Inspiração

Moeses Fiamoncini é um nome já conhecido entre os montanhistas brasileiros. Iniciado em alta montanha há pouco tempo, o paranaense já soma uma série de recordes em seu currículo e planeja voos ainda mais altos. Em pouco mais de um ano, Moeses foi de sua primeira experiência acima dos 8 mil metros de altitude, quando escalou o Manaslu, para uma sequência de outras cinco das montanhas mais altas do mundo, com mais 3 cumes conquistados.

O brasileiro já está entre os montanhistas com mais conquistas das 14 montanhas acima dos 8 mil metros de altitude, mas não é só isso que impressiona. O fato de fazer as expedições praticamente sem equipe, carregando boa parte dos equipamentos e com custos mínimos, mostra que Moeses segue um estilo de escalada que não é comum entre os brasileiros.
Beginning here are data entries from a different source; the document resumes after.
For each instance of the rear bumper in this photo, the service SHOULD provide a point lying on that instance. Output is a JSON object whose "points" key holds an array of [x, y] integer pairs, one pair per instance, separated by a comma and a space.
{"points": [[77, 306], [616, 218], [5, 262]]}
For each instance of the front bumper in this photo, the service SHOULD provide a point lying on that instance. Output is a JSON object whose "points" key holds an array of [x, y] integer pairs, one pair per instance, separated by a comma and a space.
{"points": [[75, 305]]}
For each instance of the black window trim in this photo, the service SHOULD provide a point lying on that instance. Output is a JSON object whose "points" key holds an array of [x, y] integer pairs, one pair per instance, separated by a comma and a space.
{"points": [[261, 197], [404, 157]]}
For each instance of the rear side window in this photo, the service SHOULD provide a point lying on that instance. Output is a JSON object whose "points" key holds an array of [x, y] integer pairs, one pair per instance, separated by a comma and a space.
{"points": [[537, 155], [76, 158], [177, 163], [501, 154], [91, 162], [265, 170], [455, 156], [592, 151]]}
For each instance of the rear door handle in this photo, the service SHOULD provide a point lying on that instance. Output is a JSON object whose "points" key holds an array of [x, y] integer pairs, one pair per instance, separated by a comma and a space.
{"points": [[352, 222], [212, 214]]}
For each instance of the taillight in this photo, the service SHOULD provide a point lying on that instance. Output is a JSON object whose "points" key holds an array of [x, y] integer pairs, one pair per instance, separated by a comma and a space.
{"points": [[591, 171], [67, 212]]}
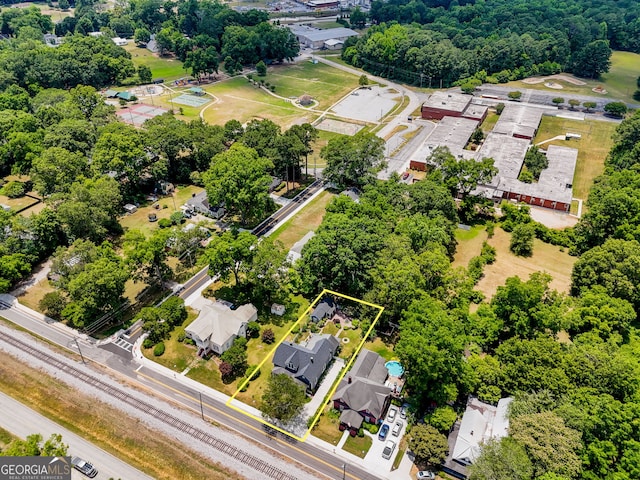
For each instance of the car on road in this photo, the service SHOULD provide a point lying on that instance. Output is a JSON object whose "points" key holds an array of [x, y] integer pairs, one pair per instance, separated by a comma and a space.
{"points": [[84, 467], [425, 475], [391, 415], [389, 447]]}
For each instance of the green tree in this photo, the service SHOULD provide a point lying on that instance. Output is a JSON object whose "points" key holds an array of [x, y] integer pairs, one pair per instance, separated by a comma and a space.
{"points": [[239, 179], [231, 253], [141, 36], [236, 356], [617, 109], [428, 444], [521, 242], [432, 342], [283, 398], [550, 444], [144, 74], [501, 459], [56, 169], [353, 161]]}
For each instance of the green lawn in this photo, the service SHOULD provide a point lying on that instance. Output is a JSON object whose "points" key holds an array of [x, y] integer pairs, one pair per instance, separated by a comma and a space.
{"points": [[620, 81], [593, 147], [140, 221], [239, 100], [167, 68], [324, 83], [358, 446], [309, 218]]}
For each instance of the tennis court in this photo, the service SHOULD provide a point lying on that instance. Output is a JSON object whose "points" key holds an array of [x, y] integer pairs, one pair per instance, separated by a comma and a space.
{"points": [[191, 100], [140, 113]]}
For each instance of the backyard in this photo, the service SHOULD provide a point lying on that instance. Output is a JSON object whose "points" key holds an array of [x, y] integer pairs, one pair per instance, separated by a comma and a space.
{"points": [[593, 146], [619, 82], [307, 219], [546, 258]]}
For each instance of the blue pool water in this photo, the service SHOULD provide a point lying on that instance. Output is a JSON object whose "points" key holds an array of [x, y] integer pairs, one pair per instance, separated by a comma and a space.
{"points": [[394, 368]]}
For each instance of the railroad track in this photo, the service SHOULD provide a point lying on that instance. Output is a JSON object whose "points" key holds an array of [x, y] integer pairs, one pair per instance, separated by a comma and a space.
{"points": [[220, 445]]}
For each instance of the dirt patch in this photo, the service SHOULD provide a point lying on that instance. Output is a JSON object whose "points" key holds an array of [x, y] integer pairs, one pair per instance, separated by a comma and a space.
{"points": [[546, 258]]}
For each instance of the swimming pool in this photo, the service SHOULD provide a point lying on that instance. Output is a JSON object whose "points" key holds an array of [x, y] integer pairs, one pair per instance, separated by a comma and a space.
{"points": [[394, 368]]}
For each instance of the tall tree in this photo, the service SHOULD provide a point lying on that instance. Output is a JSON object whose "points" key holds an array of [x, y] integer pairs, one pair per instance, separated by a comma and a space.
{"points": [[239, 179]]}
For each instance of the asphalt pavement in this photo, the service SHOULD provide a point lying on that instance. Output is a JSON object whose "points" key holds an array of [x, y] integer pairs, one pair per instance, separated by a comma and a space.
{"points": [[24, 421]]}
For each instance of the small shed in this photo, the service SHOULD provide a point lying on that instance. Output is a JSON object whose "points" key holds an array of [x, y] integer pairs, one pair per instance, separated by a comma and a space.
{"points": [[126, 96], [130, 208], [277, 309]]}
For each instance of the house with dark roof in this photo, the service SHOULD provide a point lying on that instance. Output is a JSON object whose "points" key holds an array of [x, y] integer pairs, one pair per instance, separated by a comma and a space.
{"points": [[325, 309], [306, 363], [362, 395]]}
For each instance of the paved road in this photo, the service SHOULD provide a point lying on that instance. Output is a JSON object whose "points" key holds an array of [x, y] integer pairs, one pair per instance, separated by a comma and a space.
{"points": [[24, 421]]}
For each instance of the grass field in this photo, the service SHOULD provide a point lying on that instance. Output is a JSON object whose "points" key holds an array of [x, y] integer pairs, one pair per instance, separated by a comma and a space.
{"points": [[324, 83], [107, 427], [546, 258], [620, 81], [239, 100], [161, 67], [593, 147], [309, 218]]}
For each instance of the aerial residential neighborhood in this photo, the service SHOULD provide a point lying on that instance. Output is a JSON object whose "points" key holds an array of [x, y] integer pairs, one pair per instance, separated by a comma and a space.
{"points": [[320, 239]]}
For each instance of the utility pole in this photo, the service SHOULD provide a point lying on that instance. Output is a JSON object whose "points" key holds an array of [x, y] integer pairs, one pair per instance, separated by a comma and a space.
{"points": [[80, 351]]}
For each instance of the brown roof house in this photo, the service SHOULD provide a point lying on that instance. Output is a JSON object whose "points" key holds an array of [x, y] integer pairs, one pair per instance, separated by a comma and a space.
{"points": [[306, 363], [362, 394], [218, 326]]}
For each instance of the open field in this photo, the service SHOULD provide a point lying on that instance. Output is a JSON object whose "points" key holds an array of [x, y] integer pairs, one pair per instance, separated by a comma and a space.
{"points": [[241, 101], [167, 68], [546, 258], [593, 147], [139, 220], [325, 84], [619, 82], [106, 426], [358, 446], [309, 218]]}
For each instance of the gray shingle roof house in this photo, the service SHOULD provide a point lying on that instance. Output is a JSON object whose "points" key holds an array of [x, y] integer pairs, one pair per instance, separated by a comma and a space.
{"points": [[326, 308], [200, 203], [363, 391], [306, 364]]}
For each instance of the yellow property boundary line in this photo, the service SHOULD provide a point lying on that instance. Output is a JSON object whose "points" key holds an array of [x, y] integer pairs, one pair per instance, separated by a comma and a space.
{"points": [[336, 383]]}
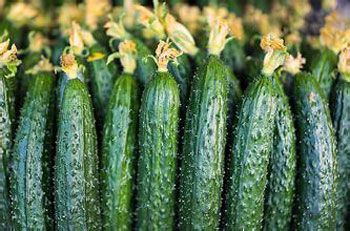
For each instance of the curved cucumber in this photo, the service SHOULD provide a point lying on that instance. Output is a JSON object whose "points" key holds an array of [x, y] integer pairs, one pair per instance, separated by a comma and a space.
{"points": [[118, 154], [317, 164], [102, 79], [280, 188], [76, 171], [6, 133], [322, 68], [252, 146], [159, 118], [203, 150], [340, 105], [31, 166]]}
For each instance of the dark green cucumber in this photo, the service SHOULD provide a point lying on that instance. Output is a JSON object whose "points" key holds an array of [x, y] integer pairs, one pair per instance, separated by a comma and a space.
{"points": [[282, 167], [158, 153], [102, 79], [234, 56], [24, 79], [119, 153], [252, 145], [340, 105], [6, 134], [182, 73], [322, 67], [31, 186], [76, 166], [203, 150], [316, 180], [144, 69]]}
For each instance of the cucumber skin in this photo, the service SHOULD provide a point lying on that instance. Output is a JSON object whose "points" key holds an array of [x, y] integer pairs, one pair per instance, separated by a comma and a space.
{"points": [[322, 68], [76, 170], [159, 116], [119, 153], [102, 79], [282, 167], [252, 145], [6, 134], [31, 171], [341, 120], [203, 150], [316, 140]]}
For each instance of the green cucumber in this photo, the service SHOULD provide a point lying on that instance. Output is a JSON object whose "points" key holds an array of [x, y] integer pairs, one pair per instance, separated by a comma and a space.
{"points": [[316, 180], [76, 163], [322, 67], [204, 147], [102, 79], [6, 134], [144, 69], [31, 190], [119, 153], [282, 167], [159, 116], [341, 120], [252, 145]]}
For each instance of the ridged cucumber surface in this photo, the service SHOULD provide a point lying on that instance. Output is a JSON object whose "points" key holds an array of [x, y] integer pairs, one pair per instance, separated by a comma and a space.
{"points": [[119, 154], [340, 108], [6, 134], [159, 116], [322, 68], [31, 186], [252, 146], [282, 167], [203, 150], [102, 80], [316, 180], [76, 164]]}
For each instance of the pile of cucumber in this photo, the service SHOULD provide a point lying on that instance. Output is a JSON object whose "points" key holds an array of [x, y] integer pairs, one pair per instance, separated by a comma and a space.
{"points": [[174, 115]]}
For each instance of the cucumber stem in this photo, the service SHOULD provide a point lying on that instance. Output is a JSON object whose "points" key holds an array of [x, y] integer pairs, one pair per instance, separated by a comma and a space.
{"points": [[344, 64]]}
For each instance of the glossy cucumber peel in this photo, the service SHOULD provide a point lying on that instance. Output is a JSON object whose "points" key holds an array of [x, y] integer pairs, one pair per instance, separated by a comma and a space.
{"points": [[340, 111], [203, 150], [76, 164], [316, 180], [322, 67], [279, 193], [31, 186], [252, 145], [119, 145], [6, 133], [102, 78], [158, 151]]}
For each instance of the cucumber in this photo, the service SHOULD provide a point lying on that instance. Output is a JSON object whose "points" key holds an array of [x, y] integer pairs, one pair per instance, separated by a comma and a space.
{"points": [[252, 146], [316, 180], [322, 68], [340, 109], [6, 134], [282, 166], [102, 79], [76, 164], [31, 173], [118, 154], [159, 116], [204, 146]]}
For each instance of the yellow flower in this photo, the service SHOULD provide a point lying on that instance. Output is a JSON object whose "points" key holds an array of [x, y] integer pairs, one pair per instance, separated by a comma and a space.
{"points": [[294, 65], [164, 54], [179, 34], [69, 65], [344, 63], [275, 53], [127, 51], [217, 37]]}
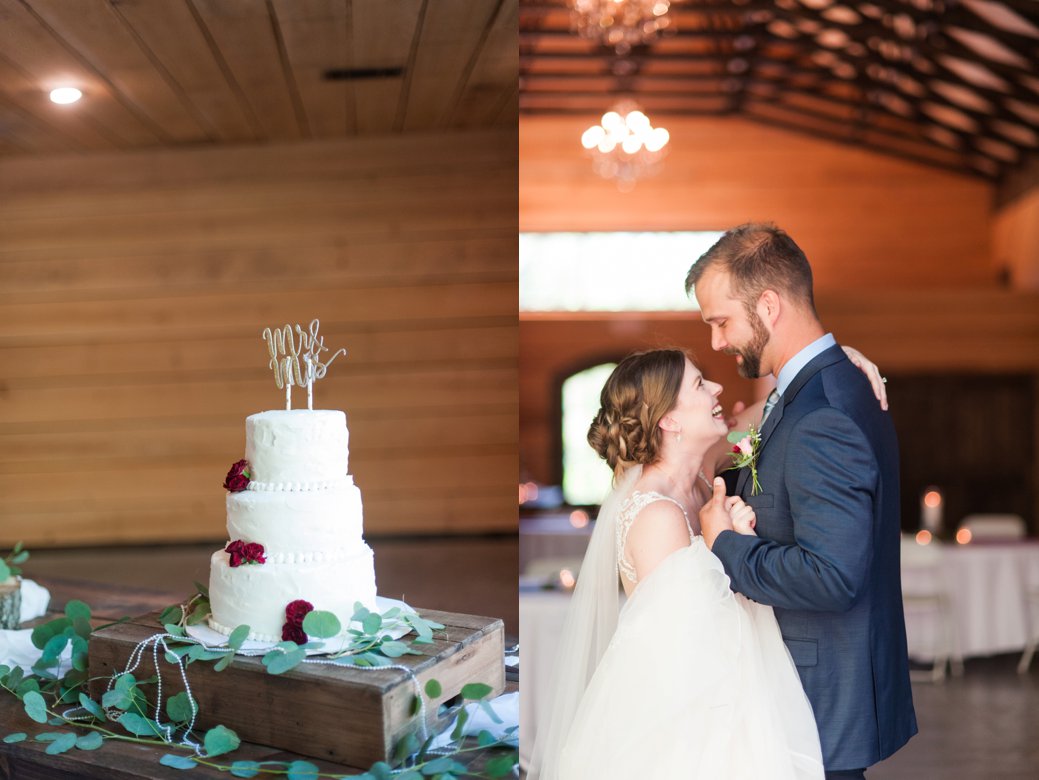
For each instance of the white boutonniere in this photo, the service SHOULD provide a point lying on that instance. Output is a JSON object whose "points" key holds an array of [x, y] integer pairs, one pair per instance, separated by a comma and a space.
{"points": [[746, 446]]}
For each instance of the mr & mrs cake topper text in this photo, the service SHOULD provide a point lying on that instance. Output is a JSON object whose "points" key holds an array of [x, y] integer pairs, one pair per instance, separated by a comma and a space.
{"points": [[287, 346]]}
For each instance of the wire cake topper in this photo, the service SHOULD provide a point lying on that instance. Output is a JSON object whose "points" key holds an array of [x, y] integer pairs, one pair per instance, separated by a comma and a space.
{"points": [[287, 347]]}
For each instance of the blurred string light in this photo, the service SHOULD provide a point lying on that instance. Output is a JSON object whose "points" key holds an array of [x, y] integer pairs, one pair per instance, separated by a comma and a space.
{"points": [[620, 24], [625, 146]]}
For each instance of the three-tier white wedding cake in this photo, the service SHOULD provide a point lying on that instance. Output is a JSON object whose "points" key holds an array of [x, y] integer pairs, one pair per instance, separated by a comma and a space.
{"points": [[294, 526]]}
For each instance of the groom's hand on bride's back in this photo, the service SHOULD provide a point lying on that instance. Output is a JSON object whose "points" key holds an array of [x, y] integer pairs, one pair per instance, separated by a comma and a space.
{"points": [[715, 516]]}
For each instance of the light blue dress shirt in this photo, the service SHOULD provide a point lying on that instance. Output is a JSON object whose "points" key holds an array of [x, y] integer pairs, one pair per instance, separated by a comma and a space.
{"points": [[802, 358]]}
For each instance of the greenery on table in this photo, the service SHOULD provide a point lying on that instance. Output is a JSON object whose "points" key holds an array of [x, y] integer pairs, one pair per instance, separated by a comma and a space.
{"points": [[10, 564], [125, 713]]}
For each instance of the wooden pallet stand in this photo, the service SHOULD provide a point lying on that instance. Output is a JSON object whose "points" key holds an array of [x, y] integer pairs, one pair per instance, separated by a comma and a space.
{"points": [[348, 716]]}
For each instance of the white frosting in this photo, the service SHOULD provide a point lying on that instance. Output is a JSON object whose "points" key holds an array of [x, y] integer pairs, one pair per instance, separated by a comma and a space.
{"points": [[305, 447], [287, 523], [257, 594], [305, 511]]}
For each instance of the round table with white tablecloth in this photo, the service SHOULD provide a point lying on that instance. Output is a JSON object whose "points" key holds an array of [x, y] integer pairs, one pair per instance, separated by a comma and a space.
{"points": [[986, 587]]}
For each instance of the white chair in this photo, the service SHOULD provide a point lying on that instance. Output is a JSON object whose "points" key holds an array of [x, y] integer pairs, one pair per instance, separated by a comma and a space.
{"points": [[994, 527], [925, 593]]}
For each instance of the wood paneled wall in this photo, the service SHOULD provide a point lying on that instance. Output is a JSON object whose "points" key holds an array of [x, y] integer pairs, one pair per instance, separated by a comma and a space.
{"points": [[867, 220], [962, 332], [135, 288]]}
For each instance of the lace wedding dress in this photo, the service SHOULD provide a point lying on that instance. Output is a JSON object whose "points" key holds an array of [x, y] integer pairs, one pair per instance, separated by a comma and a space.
{"points": [[695, 680]]}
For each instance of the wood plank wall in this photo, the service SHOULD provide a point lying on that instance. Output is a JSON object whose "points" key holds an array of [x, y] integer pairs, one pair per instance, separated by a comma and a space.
{"points": [[135, 288]]}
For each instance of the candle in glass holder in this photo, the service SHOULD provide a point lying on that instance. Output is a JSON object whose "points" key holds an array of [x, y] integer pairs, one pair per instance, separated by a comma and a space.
{"points": [[930, 510]]}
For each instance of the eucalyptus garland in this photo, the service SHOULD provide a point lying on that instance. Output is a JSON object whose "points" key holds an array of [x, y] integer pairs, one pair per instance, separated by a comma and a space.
{"points": [[126, 714]]}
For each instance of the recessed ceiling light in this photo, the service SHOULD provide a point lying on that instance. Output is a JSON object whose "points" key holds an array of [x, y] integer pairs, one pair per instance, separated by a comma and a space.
{"points": [[65, 95]]}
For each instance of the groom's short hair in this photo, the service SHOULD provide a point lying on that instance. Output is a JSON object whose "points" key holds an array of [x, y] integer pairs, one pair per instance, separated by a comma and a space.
{"points": [[758, 257]]}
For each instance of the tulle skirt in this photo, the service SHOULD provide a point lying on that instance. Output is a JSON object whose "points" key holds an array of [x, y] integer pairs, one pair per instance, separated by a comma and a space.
{"points": [[695, 683]]}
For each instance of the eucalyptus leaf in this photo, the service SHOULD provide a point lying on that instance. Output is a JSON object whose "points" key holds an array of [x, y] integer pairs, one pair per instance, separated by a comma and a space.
{"points": [[198, 614], [77, 609], [14, 677], [459, 728], [278, 663], [321, 624], [475, 691], [178, 762], [91, 741], [372, 623], [91, 706], [46, 631], [30, 683], [34, 705], [501, 765], [223, 663], [220, 740], [63, 743], [172, 614], [302, 771], [238, 637]]}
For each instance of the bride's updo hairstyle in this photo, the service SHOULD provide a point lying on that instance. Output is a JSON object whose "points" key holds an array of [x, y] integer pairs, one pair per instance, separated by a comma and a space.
{"points": [[639, 393]]}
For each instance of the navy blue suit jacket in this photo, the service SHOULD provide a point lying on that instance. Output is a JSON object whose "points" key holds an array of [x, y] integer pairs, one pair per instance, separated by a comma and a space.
{"points": [[826, 557]]}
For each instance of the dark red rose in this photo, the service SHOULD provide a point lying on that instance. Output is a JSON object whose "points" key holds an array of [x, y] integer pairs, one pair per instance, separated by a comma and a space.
{"points": [[235, 549], [254, 553], [297, 610], [238, 478], [245, 553]]}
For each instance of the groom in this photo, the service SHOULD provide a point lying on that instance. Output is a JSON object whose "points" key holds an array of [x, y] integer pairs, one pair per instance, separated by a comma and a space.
{"points": [[826, 555]]}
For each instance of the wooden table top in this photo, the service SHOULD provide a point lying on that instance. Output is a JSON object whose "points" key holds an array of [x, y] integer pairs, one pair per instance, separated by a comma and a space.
{"points": [[115, 759]]}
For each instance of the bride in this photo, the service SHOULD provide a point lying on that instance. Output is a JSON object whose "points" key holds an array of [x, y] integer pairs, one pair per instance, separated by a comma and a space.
{"points": [[690, 679]]}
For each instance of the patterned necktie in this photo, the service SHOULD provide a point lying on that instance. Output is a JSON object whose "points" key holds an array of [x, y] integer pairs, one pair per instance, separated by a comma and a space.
{"points": [[770, 403]]}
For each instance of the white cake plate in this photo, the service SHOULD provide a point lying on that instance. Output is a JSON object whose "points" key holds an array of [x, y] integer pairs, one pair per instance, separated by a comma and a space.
{"points": [[212, 638]]}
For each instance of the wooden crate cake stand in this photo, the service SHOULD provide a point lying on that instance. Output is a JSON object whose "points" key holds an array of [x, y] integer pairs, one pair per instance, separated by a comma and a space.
{"points": [[349, 716]]}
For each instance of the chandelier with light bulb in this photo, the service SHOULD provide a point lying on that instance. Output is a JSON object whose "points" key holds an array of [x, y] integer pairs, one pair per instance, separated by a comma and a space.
{"points": [[620, 24], [625, 146]]}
Se 2019 foi um ano de muitas conquistas e desafios, 2020 não deve ser nada diferente. Animado com o que já fez e certo de que pode evoluir ainda mais, o alpinista sonha com mais uma temporada vencedora e quer chegar ainda mais perto de conquistar todas as 14 “8 mil +”.

Nós conversamos com ele para saber mais sobre a temporada passada e quais são os planos para o futuro.

Nanga Parbat 8126 metros – “A parede de Kinshofer ainda é um desafio genuíno, mesmo com as numerosas cordas antigas existentes na face vertical a quase 6000 metros de altura.” – | Foto: Moeses Fiamoncini/Arquivo Pessoal

The North Face Brasil: Como surgiu a ideia de escalar as 14 montanhas com mais de 8 mil metros de altitude?

Moeses Fiamoncini: Muitas dessas montanhas sempre estiveram nos meus sonhos, montanhas como o Everest e o K2, o Nanga Parbat (porque eu assisti ao filme “7 anos no Tibet”), Cho Oyu… Então, quando eu tive a oportunidade de escalar o Manaslu, eu consegui testar os meus limites e consegui chegar até 7.300 metros de altitude sem oxigênio suplementar. Nessa ocasião, eu também tive a oportunidade de trabalhar com o fix rope team, que são os sherpas mais fortes, que fixam as cordas antes dos grupos tentarem escalar a montanha. Só de estar ali participando com esses sherpas, foi muito gratificante e eu acabei descobrindo uma grande força interior que eu acho que ainda não tinha tido contato. Também notei que eu era muito resistente ao frio. A partir daí o sonho de escalar o Everest, o K2 ficou ainda mais próximo e mais real. Eu acho que foi uma coisa progressiva. Depois de fazer cume no Everest, finalmente eu decidi dar continuidade e anunciar o projeto Himalayans 8 mil. Em 2019 eu tive a oportunidade de escalar cinco montanhas de 8 mil e consegui fazer cume em três delas, o que pra mim é uma grande motivação, porque numa montanha você nunca sabe se vai conseguir chegar ao cume ou não. E, de cinco tentativas, conseguir o cume de três foi muito motivante. Eu entrei de cabeça nesse projeto.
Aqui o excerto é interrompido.